O uso de verbas federais para custear estadias de agentes públicos e autoridades em hotéis de alto padrão, tanto no território nacional quanto no exterior, pode ser proibido caso a proposta em tramitação no Congresso Nacional seja aprovada.
Regras para estadias oficiais
Pela proposta em discussão, os gastos com acomodações passam a ser rigorosamente limitados ao teto máximo estipulado para as diárias pagas aos servidores públicos federais na mesma região.

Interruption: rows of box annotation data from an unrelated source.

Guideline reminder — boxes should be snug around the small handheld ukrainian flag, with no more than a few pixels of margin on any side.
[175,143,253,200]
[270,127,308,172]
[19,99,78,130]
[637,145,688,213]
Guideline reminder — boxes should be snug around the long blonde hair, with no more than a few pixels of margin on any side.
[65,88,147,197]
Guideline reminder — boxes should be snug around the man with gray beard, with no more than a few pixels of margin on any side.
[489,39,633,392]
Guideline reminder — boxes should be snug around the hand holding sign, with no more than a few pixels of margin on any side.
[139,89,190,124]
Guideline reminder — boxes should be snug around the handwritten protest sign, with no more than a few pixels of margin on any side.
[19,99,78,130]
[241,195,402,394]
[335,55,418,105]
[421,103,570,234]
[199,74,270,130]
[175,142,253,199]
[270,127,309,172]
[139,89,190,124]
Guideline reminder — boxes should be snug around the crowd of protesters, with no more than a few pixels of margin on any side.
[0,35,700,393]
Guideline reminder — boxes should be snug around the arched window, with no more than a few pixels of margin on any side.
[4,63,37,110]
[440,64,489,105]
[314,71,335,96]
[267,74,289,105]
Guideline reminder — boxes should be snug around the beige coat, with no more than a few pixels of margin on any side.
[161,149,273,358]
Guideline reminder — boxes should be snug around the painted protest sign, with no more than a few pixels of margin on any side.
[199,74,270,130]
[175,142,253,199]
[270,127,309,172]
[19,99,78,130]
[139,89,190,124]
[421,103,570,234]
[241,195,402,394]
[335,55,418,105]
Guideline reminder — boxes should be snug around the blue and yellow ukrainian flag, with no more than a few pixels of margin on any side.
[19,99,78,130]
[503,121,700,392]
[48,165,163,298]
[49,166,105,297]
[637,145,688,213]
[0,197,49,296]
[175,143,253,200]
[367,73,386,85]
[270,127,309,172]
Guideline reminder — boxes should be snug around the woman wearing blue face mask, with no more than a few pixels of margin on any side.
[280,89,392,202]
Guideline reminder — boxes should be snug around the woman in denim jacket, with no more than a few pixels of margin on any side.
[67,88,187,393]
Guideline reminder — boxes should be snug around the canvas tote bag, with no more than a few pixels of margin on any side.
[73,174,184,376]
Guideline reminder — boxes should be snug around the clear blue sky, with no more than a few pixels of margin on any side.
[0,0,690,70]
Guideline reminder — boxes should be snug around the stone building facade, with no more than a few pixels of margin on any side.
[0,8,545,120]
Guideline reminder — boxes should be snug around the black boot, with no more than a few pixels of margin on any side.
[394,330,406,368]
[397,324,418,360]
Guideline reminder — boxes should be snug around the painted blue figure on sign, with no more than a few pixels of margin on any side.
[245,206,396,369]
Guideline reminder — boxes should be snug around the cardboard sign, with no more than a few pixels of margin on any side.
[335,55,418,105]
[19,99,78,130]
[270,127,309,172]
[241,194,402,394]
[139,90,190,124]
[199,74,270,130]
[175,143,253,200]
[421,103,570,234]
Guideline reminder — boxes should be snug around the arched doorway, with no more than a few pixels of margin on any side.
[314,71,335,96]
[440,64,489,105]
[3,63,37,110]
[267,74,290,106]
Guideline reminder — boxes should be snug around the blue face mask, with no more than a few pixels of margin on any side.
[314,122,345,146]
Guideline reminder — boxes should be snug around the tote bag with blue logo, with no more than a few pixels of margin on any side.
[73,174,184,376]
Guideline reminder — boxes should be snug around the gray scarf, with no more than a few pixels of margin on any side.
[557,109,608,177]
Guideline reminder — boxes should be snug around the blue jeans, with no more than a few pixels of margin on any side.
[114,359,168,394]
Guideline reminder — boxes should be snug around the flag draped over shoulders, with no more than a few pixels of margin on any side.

A mesma determinação será aplicada a cidadãos particulares que estejam cumprindo missões oficiais.
O autor da medida, deputado Sanderson (PL-RS), justificou a iniciativa ao apontar que a ausência de diretrizes claras na legislação atual gera “margens excessivas de discricionariedade, o que pode resultar em gastos incompatíveis com os princípios da administração pública”.
O que define um hotel de luxo
O texto em análise estabelece parâmetros claros para classificar os estabelecimentos vetados, englobando locais com quatro estrelas ou mais, além daqueles cujas diárias superem em 50% a média cobrada por hotéis de categoria intermediária no mesmo destino.
Ademais, a restrição abrange empreendimentos listados em premiações ou rankings internacionais de prestígio. A iniciativa também prevê a proibição expressa do fracionamento de faturas com o intuito de burlar as futuras exigências legais.
Tramitação na Câmara dos Deputados
O texto seguirá para apreciação, em caráter conclusivo, nas comissões de Administração e Serviço Público; e de Constituição e Justiça e de Cidadania.
Para que o texto entre em vigor como lei definitiva, o projeto precisará passar pela aprovação tanto da Câmara dos Deputados quanto do Senado Federal.